Bob's Sample | Bob's Web Tools Page | Bob's Menus Page

Menu-making

  1. Plain demo menu... This is how I started a menu for my demo page, after breaking it into three parts. I pasted the same three links at the top of each of the three pages, but removed the link code around the name of the page I was on. On this page the "Bob's menus page" menu item is not a link; on the others it is:
    Bob's Sample | Bob's WebTools Page | Bob's Menus Page
    For that first menu I didn't do any special styling.
  2. Styling for menus can take many forms. One simple approach is to add background colors and dividers to plain text links (view the source code to see how the spacing was done)...

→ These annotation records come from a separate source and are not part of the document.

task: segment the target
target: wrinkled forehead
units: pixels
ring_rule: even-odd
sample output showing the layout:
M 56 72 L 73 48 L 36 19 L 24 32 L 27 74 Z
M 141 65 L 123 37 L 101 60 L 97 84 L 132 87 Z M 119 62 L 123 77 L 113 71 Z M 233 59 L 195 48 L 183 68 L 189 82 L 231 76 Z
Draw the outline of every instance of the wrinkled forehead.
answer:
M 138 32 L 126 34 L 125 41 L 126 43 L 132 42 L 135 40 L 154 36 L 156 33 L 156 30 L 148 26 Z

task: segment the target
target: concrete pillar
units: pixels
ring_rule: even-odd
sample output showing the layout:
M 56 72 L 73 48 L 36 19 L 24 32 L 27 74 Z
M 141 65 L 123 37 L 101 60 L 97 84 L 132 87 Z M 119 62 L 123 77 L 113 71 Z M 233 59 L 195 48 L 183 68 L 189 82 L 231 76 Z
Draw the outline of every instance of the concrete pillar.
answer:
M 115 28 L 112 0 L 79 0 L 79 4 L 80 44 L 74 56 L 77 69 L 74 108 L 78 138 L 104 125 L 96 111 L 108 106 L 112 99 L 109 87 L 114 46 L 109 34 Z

  3. The link anchors on this page are underlined and use the same colors. See the examples below for menus that use put menus within a page elements called "menu," "navigation" or "nav" and add colors and other attributes to make the menu more visually interesting.
  4. CSS makes possible a another very powerful menu-building technique. You can create a menu as an HTML "UL" list, then use CSS to restyle the list:
    • Remove the list bullets.
    • Change the font to make the menu stand out.
    • Choose link-text colors and background colors for each of the link anchor's "states" (link, visited, hover, active) to create "interactive" effects when your user mouses over a link..
    • Add borders and other attributes.
    • Bonus: By basing your menu on an HTML list, you make it "friendly" to browsers that ignore the CSS, including some smartphones. They will still show the menu as a recognizable list of items.